ジェノグラムの活用

支援者や専門家の方へ

ジェノグラムは多世代家族構成図とも呼ばれ、家族メンバーの構成を描き、関係性を図式化するものです。Pauline Boss博士は、あいまいな喪失を経験している家族を理解し、見立てを行う時に活用することを勧めています。

 

災害前後の二つのジェノグラムを比較すると、家族のなかで起こった変化が見えてきます。例えば、災害前後で同居家族がどのように変わり、役割がどのように変化したのかなどが浮き彫りにされます。

 

たとえば図1は、災害前の父・母・長女・長男の4人家族のジェノグラムを表しています。

(これは実在する事例ではありません。)

 

 

図2のように災害で母親が行方不明になった時、一番上の長女(姉)が母親の役割をとって家族の窮地を救うことがあります。
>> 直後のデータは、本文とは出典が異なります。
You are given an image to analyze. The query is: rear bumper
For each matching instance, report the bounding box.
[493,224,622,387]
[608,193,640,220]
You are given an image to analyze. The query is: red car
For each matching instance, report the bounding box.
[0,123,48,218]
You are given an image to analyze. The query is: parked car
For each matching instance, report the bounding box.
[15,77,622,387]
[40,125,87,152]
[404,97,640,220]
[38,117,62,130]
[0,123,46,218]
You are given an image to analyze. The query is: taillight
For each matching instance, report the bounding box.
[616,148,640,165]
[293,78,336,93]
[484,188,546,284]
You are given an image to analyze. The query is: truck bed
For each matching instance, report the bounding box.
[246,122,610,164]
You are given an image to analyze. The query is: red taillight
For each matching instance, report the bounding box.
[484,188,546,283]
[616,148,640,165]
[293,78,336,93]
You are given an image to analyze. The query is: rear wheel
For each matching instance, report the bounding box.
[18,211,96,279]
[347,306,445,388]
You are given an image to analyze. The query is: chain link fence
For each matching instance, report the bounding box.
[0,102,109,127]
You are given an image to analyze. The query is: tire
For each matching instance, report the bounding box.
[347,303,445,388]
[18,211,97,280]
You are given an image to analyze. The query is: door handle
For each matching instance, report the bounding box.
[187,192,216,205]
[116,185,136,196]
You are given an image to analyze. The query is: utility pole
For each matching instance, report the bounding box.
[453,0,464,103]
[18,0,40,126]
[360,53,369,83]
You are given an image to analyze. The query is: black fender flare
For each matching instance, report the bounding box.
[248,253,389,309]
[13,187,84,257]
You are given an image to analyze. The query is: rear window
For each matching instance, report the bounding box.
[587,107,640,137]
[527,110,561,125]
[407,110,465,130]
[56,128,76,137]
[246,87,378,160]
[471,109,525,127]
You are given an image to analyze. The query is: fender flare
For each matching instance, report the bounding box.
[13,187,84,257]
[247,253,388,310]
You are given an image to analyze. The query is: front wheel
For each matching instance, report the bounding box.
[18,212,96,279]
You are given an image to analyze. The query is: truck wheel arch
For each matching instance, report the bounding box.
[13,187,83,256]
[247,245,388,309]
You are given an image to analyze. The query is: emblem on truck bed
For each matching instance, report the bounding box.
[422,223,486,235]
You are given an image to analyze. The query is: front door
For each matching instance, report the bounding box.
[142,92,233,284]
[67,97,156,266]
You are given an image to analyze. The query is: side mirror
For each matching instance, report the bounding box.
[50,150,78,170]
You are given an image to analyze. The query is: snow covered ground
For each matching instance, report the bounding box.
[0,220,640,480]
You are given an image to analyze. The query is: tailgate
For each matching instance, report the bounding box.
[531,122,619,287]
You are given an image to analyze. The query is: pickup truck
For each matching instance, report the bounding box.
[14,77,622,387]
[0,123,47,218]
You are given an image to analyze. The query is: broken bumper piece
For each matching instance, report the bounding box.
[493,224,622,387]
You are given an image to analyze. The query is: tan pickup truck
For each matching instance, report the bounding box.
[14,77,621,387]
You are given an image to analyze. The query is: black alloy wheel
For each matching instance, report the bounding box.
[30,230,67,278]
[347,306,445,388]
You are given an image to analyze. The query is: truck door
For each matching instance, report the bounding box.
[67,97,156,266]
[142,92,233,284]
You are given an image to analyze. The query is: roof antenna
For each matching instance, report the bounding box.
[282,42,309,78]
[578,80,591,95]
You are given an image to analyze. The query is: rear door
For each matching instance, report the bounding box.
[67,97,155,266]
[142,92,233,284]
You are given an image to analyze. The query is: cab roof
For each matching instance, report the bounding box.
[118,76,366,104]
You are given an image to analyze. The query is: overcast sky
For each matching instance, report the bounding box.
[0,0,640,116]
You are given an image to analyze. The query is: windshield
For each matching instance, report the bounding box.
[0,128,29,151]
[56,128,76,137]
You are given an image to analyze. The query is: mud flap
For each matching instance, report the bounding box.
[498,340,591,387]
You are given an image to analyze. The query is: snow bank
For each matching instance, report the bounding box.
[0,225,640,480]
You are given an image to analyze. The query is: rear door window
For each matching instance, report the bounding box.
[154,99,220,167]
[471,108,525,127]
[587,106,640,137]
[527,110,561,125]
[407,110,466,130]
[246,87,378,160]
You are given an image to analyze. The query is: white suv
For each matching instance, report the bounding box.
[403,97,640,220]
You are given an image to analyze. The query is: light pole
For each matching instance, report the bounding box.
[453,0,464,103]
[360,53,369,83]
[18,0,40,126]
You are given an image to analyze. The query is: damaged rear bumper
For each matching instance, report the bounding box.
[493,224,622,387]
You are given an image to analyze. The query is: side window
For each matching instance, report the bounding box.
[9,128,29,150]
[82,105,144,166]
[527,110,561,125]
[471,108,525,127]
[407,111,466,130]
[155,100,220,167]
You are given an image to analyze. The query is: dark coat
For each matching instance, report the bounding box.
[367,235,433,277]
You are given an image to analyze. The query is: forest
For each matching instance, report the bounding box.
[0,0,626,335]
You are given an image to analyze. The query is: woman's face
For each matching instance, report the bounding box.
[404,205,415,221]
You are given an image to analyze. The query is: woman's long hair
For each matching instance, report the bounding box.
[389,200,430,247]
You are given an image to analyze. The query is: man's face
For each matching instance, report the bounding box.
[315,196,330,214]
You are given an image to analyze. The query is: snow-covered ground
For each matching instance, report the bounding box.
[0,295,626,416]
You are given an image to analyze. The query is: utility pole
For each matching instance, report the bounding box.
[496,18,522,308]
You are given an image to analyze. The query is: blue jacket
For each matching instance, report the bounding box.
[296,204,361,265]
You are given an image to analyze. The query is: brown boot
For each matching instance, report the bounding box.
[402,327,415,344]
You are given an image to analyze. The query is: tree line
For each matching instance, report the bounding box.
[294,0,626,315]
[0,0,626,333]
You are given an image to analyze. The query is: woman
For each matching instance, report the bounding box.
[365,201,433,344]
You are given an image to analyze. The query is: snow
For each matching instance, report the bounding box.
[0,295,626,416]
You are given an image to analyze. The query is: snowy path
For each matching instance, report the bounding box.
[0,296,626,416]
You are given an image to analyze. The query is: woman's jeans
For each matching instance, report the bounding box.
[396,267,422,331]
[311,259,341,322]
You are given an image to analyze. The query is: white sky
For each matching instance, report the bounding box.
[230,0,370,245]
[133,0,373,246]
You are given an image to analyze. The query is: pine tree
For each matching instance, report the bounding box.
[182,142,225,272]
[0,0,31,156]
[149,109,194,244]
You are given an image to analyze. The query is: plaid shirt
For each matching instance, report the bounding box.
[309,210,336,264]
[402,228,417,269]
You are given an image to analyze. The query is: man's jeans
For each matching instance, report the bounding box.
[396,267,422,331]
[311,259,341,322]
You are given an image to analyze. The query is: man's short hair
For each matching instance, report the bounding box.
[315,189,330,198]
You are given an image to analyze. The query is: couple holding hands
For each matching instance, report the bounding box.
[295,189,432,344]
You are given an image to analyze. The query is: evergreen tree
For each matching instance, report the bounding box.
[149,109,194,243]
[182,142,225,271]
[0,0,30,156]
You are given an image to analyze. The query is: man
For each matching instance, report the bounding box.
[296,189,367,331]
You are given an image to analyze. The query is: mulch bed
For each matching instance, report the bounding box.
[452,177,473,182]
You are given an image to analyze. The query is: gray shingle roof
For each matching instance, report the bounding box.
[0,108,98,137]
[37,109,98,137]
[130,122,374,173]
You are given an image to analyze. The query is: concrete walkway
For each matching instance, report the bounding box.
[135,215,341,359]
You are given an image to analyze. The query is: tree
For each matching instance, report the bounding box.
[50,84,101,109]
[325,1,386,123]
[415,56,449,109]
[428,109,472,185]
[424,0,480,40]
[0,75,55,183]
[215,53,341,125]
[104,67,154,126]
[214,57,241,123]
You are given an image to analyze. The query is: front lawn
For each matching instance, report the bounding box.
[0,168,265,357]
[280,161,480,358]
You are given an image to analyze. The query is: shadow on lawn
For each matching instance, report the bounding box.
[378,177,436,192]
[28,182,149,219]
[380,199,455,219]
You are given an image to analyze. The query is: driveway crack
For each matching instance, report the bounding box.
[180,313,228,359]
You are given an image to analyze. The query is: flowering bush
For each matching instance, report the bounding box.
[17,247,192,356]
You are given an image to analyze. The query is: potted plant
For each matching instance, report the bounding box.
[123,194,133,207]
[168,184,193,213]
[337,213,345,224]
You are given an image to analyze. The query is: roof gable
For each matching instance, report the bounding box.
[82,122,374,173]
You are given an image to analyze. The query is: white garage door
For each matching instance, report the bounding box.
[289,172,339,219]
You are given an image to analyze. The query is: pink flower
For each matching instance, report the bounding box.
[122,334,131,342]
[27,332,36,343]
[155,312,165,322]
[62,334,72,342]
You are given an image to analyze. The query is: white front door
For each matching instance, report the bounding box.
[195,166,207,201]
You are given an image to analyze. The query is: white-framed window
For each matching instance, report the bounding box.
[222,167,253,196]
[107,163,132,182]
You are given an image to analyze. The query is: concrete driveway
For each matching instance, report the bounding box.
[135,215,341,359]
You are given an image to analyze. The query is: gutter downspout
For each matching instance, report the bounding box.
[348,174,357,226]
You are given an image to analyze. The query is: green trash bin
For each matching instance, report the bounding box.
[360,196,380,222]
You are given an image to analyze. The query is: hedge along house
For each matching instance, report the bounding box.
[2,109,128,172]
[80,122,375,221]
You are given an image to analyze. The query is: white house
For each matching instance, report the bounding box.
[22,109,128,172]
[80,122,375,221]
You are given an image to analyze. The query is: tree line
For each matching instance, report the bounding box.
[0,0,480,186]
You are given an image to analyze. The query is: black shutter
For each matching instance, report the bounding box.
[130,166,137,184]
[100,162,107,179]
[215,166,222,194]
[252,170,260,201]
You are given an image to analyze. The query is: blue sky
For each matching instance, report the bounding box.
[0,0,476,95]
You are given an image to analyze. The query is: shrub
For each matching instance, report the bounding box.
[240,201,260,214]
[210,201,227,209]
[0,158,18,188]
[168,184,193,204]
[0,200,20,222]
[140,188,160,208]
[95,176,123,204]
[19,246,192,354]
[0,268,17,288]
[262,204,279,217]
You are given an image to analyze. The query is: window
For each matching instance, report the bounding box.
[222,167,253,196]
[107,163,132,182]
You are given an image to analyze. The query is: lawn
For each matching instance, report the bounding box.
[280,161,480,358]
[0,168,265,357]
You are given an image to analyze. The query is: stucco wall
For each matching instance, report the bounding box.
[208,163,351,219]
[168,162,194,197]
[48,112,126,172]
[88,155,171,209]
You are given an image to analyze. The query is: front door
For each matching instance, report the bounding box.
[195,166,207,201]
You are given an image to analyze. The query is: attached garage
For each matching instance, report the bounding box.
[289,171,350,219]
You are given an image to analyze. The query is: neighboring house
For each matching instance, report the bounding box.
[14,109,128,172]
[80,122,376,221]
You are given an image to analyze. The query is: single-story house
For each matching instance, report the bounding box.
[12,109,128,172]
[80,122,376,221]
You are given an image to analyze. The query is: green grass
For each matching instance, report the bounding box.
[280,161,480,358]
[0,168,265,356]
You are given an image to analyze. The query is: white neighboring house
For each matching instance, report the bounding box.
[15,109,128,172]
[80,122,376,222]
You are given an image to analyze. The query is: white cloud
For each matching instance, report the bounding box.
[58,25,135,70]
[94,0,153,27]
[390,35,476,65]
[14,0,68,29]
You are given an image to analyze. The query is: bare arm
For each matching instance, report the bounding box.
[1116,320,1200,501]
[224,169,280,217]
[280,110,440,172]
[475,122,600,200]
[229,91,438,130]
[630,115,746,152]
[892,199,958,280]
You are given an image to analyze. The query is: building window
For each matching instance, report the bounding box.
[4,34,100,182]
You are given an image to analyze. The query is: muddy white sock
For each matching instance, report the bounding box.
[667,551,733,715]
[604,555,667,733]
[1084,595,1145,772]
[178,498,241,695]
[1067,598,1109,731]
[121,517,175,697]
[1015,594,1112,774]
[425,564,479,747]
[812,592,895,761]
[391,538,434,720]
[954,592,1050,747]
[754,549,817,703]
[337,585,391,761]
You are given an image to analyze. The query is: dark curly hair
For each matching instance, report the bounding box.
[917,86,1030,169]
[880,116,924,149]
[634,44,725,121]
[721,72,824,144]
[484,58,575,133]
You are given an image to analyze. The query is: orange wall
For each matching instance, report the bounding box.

一方、そのような状態が長期的に続く場合、きょうだい関係や親子関係など家族全体への影響を考えてみる必要がでてきます。

 

 

ジェノグラムを描き、家族全体を一単位としてとらえてみると、姉が頑張っている影で他の家族メンバー(たとえば弟)に問題行動がみえることがあります。その弟を個人の視点から捉えると、「問題を抱えた子ども」と見られがちですが、ジェノグラムを比較すると、災害の発生によって大きく変化した家族・きょうだい関係や相互の役割と、深く関連していることが見えてきます。

 

たとえば、仲がよかった姉が災害後、突然親のように命令口調で接してくることに、弟は反発しているのかもしれません。母親の行方不明に戸惑い、心細い思いを語れるはずの姉とのきょうだい関係を失った弟は、もしかすると「問題行動」という形でグリーフ(悲嘆)を表現しているかもしれません。さらに数か月経つと、父親が弟の問題行動への対処に直接関わりだし、そのことで姉の役割にも変化が見られるかもしれません。弟の問題行動を発端に、家族関係が少しずつ変化していく過程は、その家族のレジリエンスともいえます。

 

このようにあいまいな喪失を体験している家族のジェノグラムを見ていくと、家族の発達段階を視野にいれて、その家族のもつ回復力・レジリエンスに注目しながら、支援を考えることができます。